Tarifplanspiel 2020 – Schwerpunkt Arbeitsrecht

Fiktive Tarifrunde zwischen ver.di und dem AGV Großhandel NRW – Der Schwerpunkt Arbeitsrecht simuliert eine Tarifverhandlung

Privatrecht III / Jurastudium |

Streiks, Flashmobs und viele Raufereien: Im Schwerpunkt Arbeitsrecht flogen am vergangenen Dienstag die Fetzen. Die Ausgangslage: In naher Zukunft, genauer gesagt im Frühjahr 2021, werden die Lohn- und Gehaltstarifverträge zwischen ver.di und dem AGV Großhandel in NRW gekündigt. Zwischen den Tarifparteien muss eine neue Vereinbarung gefunden werden – und das möglichst zeitnah, da die Belegschaften die rasche Erhöhung ihrer Entgelte erwarten. Man habe im Krisenjahr 2020 schließlich viel geschuftet.

Problematisch ist jedoch, dass die Corona-Krise auch an den Unternehmen nicht spurlos vorübergegangen ist. Einige von ihnen bangen um ihre Existenz, andere hatten Glück und haben die Ausläufer der Krise weniger stark zu spüren bekommen. Diese unterschiedliche Ausgangslage mussten die Tarifkommissionen bei ihren Verhandlungen ins Kalkül ziehen und trafen sich daher bereits einige Tage im Vorfeld, um die Lage zu sondieren.

Der Verhandlungsauftakt
 

Dann war es endlich soweit. Die Tarifparteien stellten ihre Forderungen vor und es wurde schnell klar: Hier gibt es noch viel zu tun. Während die Gewerkschaft neben einem Corona-Bonus auch eine Tariflohnerhöhung in Höhe von 6,5% forderte, konnte sich die Arbeitgeberseite nur zu einer Erhöhung knapp unter der Inflationsrate durchringen.

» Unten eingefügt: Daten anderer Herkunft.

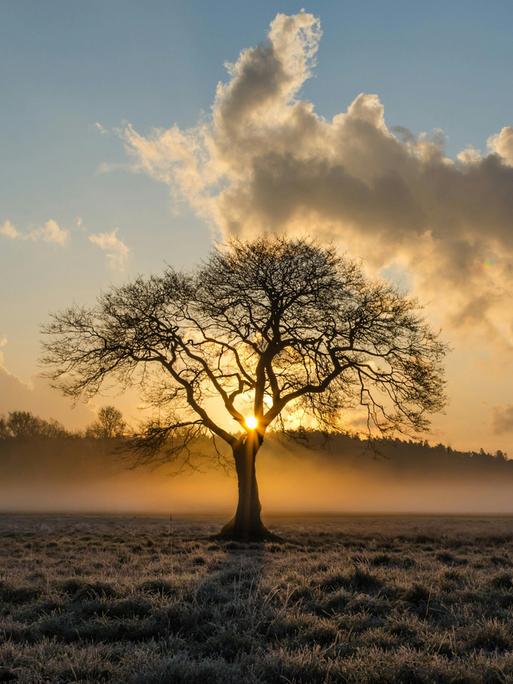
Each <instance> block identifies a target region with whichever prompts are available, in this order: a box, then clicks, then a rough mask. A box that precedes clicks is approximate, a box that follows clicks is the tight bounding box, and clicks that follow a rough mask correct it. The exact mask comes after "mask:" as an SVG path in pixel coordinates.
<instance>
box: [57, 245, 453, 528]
mask: <svg viewBox="0 0 513 684" xmlns="http://www.w3.org/2000/svg"><path fill="white" fill-rule="evenodd" d="M45 332H46V333H47V334H49V335H50V341H49V342H48V343H47V344H46V345H45V348H46V354H45V357H44V361H45V362H46V363H47V364H49V366H50V367H51V372H50V375H51V377H52V378H53V380H54V382H55V383H56V384H57V386H59V387H60V388H61V389H62V390H63V391H64V392H65V393H66V394H69V395H71V396H73V397H78V396H81V395H85V396H91V395H95V394H96V393H97V392H98V391H99V390H100V388H101V386H102V384H103V383H104V382H105V380H106V379H107V378H112V379H114V380H115V381H116V382H118V383H121V384H122V385H123V386H130V385H132V384H134V383H135V382H138V383H141V385H142V386H143V388H145V390H146V391H147V392H148V393H149V394H150V399H151V401H152V403H153V404H154V405H155V406H156V407H158V412H159V418H158V420H154V421H153V422H151V423H149V424H147V425H146V427H145V429H144V430H143V431H141V434H140V436H139V438H138V439H137V440H136V442H135V447H136V448H137V449H138V450H139V453H141V454H145V459H147V460H148V459H154V458H161V457H162V453H163V450H164V451H165V453H166V454H167V456H177V455H178V454H180V453H181V454H182V455H183V454H187V453H189V450H190V448H191V444H193V443H194V442H195V441H197V438H198V437H200V436H202V435H205V434H209V435H211V436H213V438H214V441H215V440H216V438H219V439H220V440H222V441H223V442H224V443H226V444H227V445H228V446H229V448H230V449H231V451H232V453H233V459H234V462H235V468H236V472H237V478H238V494H239V499H238V506H237V510H236V512H235V515H234V517H233V519H232V520H231V521H230V522H229V523H228V524H227V525H225V527H224V528H223V530H222V531H221V535H223V536H225V537H230V538H236V539H262V538H267V537H269V532H268V531H267V529H266V528H265V527H264V525H263V524H262V521H261V518H260V510H261V506H260V501H259V496H258V487H257V480H256V474H255V461H256V455H257V452H258V450H259V449H260V447H261V445H262V443H263V441H264V439H265V436H266V432H267V431H268V429H269V428H270V426H271V425H278V427H279V426H280V425H281V426H285V425H286V424H291V422H292V423H293V424H294V423H297V422H298V421H300V420H306V421H308V424H309V425H311V426H313V425H317V426H320V427H322V428H323V429H329V430H338V429H340V425H341V415H342V414H343V412H345V411H347V410H349V409H352V408H354V407H363V409H364V410H365V412H366V416H367V423H368V427H369V430H373V429H376V428H377V429H378V430H380V431H382V432H385V431H402V430H406V429H408V428H410V429H413V430H416V431H421V430H425V429H426V428H427V426H428V420H427V418H428V415H429V414H430V413H432V412H434V411H437V410H439V409H441V408H442V406H443V403H444V387H443V385H444V383H443V378H442V365H441V364H442V359H443V355H444V351H445V350H444V346H443V344H442V343H441V342H440V341H439V340H438V337H437V335H436V334H434V333H433V332H432V331H431V330H430V329H429V327H428V326H427V325H426V324H425V323H424V321H423V319H422V318H421V316H420V315H419V313H418V306H417V304H416V303H415V302H414V301H412V300H410V299H408V298H407V297H405V296H403V295H402V294H400V293H399V292H398V291H397V290H396V289H394V288H393V287H391V286H390V285H388V284H385V283H383V282H376V283H375V282H370V281H369V280H367V279H366V277H365V276H364V275H363V273H362V270H361V268H360V267H359V266H358V265H357V264H356V263H355V262H353V261H351V260H349V259H346V258H342V257H340V256H338V255H337V253H336V250H335V249H334V248H325V247H322V246H319V245H318V244H316V243H314V242H312V241H310V240H305V239H298V240H289V239H287V238H281V237H278V238H271V237H262V238H259V239H257V240H255V241H247V242H246V241H238V240H237V241H232V242H230V243H229V244H228V245H227V246H224V247H218V248H216V249H214V250H213V252H212V253H211V256H210V258H209V259H208V260H207V261H206V263H204V264H203V265H202V266H201V267H199V268H198V269H197V270H196V271H194V272H192V273H180V272H177V271H175V270H173V269H171V268H169V269H168V270H167V271H166V272H165V273H164V275H162V276H160V277H150V278H142V277H140V278H138V279H137V280H135V281H134V282H133V283H131V284H128V285H125V286H122V287H118V288H113V289H112V290H111V291H109V292H108V293H106V294H103V295H102V296H100V297H99V299H98V302H97V305H96V306H95V307H94V308H92V309H84V308H78V307H74V308H70V309H68V310H66V311H63V312H61V313H58V314H57V315H54V316H53V318H52V322H51V323H50V324H49V325H48V326H47V327H46V329H45ZM221 409H222V411H223V412H224V419H221V418H218V417H217V416H220V415H221Z"/></svg>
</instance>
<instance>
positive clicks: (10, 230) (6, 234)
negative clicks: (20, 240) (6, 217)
mask: <svg viewBox="0 0 513 684" xmlns="http://www.w3.org/2000/svg"><path fill="white" fill-rule="evenodd" d="M0 235H3V236H4V237H8V238H10V239H11V240H16V239H18V238H19V237H20V233H19V232H18V230H17V229H16V228H15V227H14V226H13V224H12V223H11V222H10V221H9V219H7V221H4V222H3V224H2V225H1V226H0Z"/></svg>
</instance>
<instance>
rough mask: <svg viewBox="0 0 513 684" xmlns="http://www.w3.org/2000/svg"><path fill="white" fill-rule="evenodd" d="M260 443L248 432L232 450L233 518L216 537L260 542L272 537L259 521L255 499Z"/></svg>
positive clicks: (261, 437)
mask: <svg viewBox="0 0 513 684" xmlns="http://www.w3.org/2000/svg"><path fill="white" fill-rule="evenodd" d="M262 441H263V437H262V436H261V435H258V434H257V433H256V432H255V433H249V434H248V436H247V438H246V440H245V441H244V442H242V443H241V444H240V445H238V446H237V447H235V448H234V449H233V458H234V460H235V468H236V471H237V484H238V490H239V500H238V504H237V510H236V511H235V515H234V516H233V518H232V519H231V520H230V522H228V523H227V524H226V525H225V526H224V527H223V529H222V530H221V533H220V534H219V537H221V538H223V539H236V540H239V541H263V540H265V539H272V538H274V535H273V534H272V533H271V532H269V530H268V529H267V528H266V527H265V526H264V524H263V523H262V520H261V518H260V511H261V509H262V507H261V505H260V499H259V496H258V484H257V480H256V469H255V463H256V455H257V452H258V450H259V448H260V446H261V444H262Z"/></svg>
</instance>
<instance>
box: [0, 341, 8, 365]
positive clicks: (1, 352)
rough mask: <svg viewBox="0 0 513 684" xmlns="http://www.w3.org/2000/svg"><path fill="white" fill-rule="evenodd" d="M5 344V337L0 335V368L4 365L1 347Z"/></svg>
mask: <svg viewBox="0 0 513 684" xmlns="http://www.w3.org/2000/svg"><path fill="white" fill-rule="evenodd" d="M6 344H7V337H5V336H3V335H0V368H3V365H4V352H3V348H4V347H5V345H6Z"/></svg>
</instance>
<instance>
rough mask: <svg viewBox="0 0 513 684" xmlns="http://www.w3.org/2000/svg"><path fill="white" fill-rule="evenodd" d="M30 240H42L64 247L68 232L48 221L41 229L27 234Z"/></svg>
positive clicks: (43, 225)
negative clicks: (63, 245)
mask: <svg viewBox="0 0 513 684" xmlns="http://www.w3.org/2000/svg"><path fill="white" fill-rule="evenodd" d="M28 237H29V239H30V240H44V241H45V242H54V243H55V244H57V245H61V246H62V245H65V244H66V242H67V241H68V237H69V231H68V230H66V229H65V228H61V227H60V226H59V224H58V223H57V221H54V220H53V219H50V220H49V221H47V222H46V223H45V224H44V225H43V226H42V227H41V228H37V229H36V230H33V231H32V232H31V233H29V236H28Z"/></svg>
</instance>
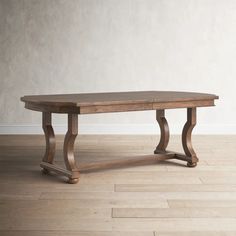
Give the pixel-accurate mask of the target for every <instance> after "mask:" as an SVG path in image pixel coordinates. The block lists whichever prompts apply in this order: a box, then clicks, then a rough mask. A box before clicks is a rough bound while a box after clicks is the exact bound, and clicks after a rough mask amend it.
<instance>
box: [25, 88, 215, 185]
mask: <svg viewBox="0 0 236 236" xmlns="http://www.w3.org/2000/svg"><path fill="white" fill-rule="evenodd" d="M215 99H218V96H216V95H214V94H207V93H193V92H176V91H134V92H110V93H80V94H54V95H52V94H50V95H28V96H24V97H21V101H23V102H24V103H25V108H27V109H30V110H34V111H39V112H42V127H43V130H44V134H45V139H46V151H45V155H44V157H43V159H42V162H41V164H40V166H41V167H42V170H43V173H45V174H46V173H50V172H55V173H57V174H59V175H64V176H66V177H68V182H69V183H77V182H78V180H79V175H80V170H81V167H80V166H79V165H78V164H77V163H76V160H75V157H74V142H75V139H76V136H77V134H78V115H82V114H96V113H108V112H131V111H146V110H155V111H156V120H157V122H158V124H159V126H160V141H159V143H158V144H157V146H156V148H155V150H154V158H156V159H158V160H168V159H178V160H182V161H186V162H187V166H188V167H195V166H196V165H197V162H198V157H197V155H196V153H195V151H194V149H193V146H192V142H191V136H192V130H193V128H194V126H195V125H196V109H197V107H209V106H214V102H215ZM177 108H186V109H187V121H186V123H185V125H184V127H183V130H182V146H183V150H184V153H178V152H174V151H169V150H167V146H168V142H169V137H170V135H169V126H168V123H167V120H166V117H165V110H166V109H177ZM53 113H64V114H67V115H68V130H67V133H66V135H65V139H64V145H63V156H64V162H65V167H61V166H58V165H56V164H54V156H55V151H56V140H55V134H54V130H53V126H52V114H53ZM121 162H122V163H123V164H129V163H136V162H137V160H135V159H128V160H124V161H121V160H117V161H114V160H112V161H109V160H108V161H106V162H105V163H102V162H101V163H100V164H99V163H96V164H94V163H90V164H89V165H88V166H87V167H88V168H93V166H94V165H100V166H102V167H107V168H109V167H110V166H113V165H115V164H122V163H121ZM83 168H84V169H86V167H83Z"/></svg>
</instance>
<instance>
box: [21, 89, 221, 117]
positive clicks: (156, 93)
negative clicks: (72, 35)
mask: <svg viewBox="0 0 236 236" xmlns="http://www.w3.org/2000/svg"><path fill="white" fill-rule="evenodd" d="M214 99H218V96H216V95H214V94H206V93H193V92H175V91H135V92H110V93H80V94H54V95H29V96H24V97H21V101H23V102H25V103H26V104H25V107H26V108H28V109H31V110H37V111H51V112H59V113H67V112H76V113H97V112H115V111H125V106H126V107H127V111H130V110H153V109H157V108H158V104H159V105H160V106H163V108H166V109H168V108H180V107H188V104H189V106H191V107H197V106H212V105H214ZM171 104H172V106H170V105H171ZM175 104H176V105H175ZM178 104H182V106H179V105H178ZM191 104H192V105H191ZM153 105H157V106H156V107H155V106H153ZM165 105H166V106H165ZM185 105H186V106H185ZM101 107H103V108H107V110H106V109H104V110H101V109H100V110H99V108H101ZM108 107H110V108H109V109H108ZM112 107H113V109H111V108H112ZM119 107H123V108H122V110H121V109H118V108H119ZM89 108H90V109H89ZM82 111H83V112H82Z"/></svg>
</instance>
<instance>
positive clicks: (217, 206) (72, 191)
mask: <svg viewBox="0 0 236 236" xmlns="http://www.w3.org/2000/svg"><path fill="white" fill-rule="evenodd" d="M157 143H158V137H157V136H144V135H143V136H142V135H140V136H137V135H136V136H127V135H126V136H117V135H114V136H111V135H103V136H96V135H90V136H89V135H87V136H86V135H81V136H78V138H77V140H76V144H75V147H76V150H75V154H76V156H77V161H78V163H79V164H86V163H89V162H91V161H93V162H95V161H98V162H99V161H104V160H111V159H123V160H125V159H127V158H130V157H133V156H137V158H141V159H145V157H150V154H152V153H153V151H154V149H155V147H156V144H157ZM180 143H181V138H180V137H179V136H173V137H171V143H170V147H169V149H170V150H176V151H179V152H182V148H181V145H180ZM56 145H57V153H56V162H57V163H58V165H63V159H62V158H63V157H62V145H63V136H59V137H57V144H56ZM193 145H194V148H195V150H196V153H197V154H198V157H199V160H200V161H199V164H198V166H197V167H196V168H187V167H185V166H186V162H182V161H179V160H170V161H160V162H158V163H157V164H156V163H155V162H154V161H153V160H151V159H150V158H147V161H146V163H144V164H145V165H141V166H127V167H122V168H112V169H95V170H83V171H82V173H81V176H80V181H79V183H78V184H74V185H70V184H66V183H65V182H64V181H65V178H64V177H56V176H48V175H43V174H41V173H40V167H39V163H40V161H41V158H42V156H43V154H44V148H45V141H44V137H43V136H36V135H35V136H33V135H10V136H6V135H2V136H0V235H1V236H15V235H17V236H18V235H24V236H39V235H40V236H52V235H59V236H60V235H68V236H74V235H79V236H90V235H91V236H108V235H109V236H121V235H122V236H134V235H135V236H154V235H155V236H180V235H181V236H213V235H214V236H235V235H236V158H235V151H236V136H193Z"/></svg>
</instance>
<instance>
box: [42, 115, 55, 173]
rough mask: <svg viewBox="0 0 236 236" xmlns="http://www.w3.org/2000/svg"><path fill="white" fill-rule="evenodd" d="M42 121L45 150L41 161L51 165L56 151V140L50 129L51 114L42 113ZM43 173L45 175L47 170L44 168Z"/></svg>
mask: <svg viewBox="0 0 236 236" xmlns="http://www.w3.org/2000/svg"><path fill="white" fill-rule="evenodd" d="M42 121H43V122H42V126H43V131H44V134H45V140H46V150H45V154H44V157H43V160H42V161H43V162H46V163H50V164H52V163H53V159H54V156H55V151H56V139H55V134H54V130H53V127H52V114H51V113H50V112H43V113H42ZM43 172H44V173H47V172H48V170H47V169H46V168H43Z"/></svg>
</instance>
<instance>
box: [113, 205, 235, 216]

Das wollte die Gewerkschaft jedoch so nicht hinnehmen. Es kam, wie es kommen musste: Es wurde gestreikt. Arbeitnehmer im Lebensmittel-Großhandel legten ihre Arbeit nieder, Großmärkte wurden durch Flashmobs lahmgelegt. Durch diesen Druck kam wieder Bewegung in die Sache.

Nach zähen Verhandlungen und weiterem Arbeitskampf hatte man sich endlich etwas angenähert – da platzten jedoch gleich die nächsten Bomben. Im Pharma-Großhandel hatten sich die Unternehmensvertreterin und der Gewerkschaftsvertreter bilateral geeinigt. Ein für die Beteiligten vorteilhafter Vertrag, der bei den Kommissionen beider Seiten jedoch auf Ablehnung stieß. Zu allem Überfluss zog die Schluck GmbH die Reißleine und kündigte Betriebsschließungen an; die anhaltenden Unsicherheiten könne man nicht mehr tragen.

Die Nacht der Nächte
 

Es folgten erneut mehrere hitzige Verhandlungsrunden, zahlreiche Einzelgespräche, in denen man sich um eine interessengerechte Lösung bemühte. Ein Abschluss bei 2,7% rückte schließlich in greifbare Nähe. Die Fronten waren zu diesem Zeitpunkt jedoch schon sehr verhärtet. Als die Gewerkschaft ihrer Forderung mit einem Streik in allen Branchen Nachdruck verleihen wollte, kam die Antwort aus dem Arbeitgeberverband prompt: Noch mehr als bisher angeboten wurde, ist keinesfalls drin. Ein herber Schlag – die Verhandlungen wurden abgebrochen.

Damit endeten die erbitterten 14-stündigen Verhandlungen bedauerlicherweise ohne Tarifabschluss. Dem Lerneffekt tut das aber keinen Abbruch. Der Schwerpunkt konnte am eigenen Leib das emotionale Auf und Ab einer Tarifverhandlung erleben und theoretisches Wissen vergangener Verhandlungskurse in der Praxis erproben. Was für ein gelungener Tag!

Wir möchten Professor Dr. Matthias Jacobs für die Organisation des Tages (und seinem engagierten Einsatz in der ver.di Kommission) danken. Besonderer Dank gilt ebenfalls Dr. Wolfram Konertz, Dr. Philip Merten und Judith Röder für die Durchführung und Planung der Veranstaltung. Wir freuen uns darauf, auch den kommenden Schwerpunkten ähnliche Veranstaltungen anzubieten.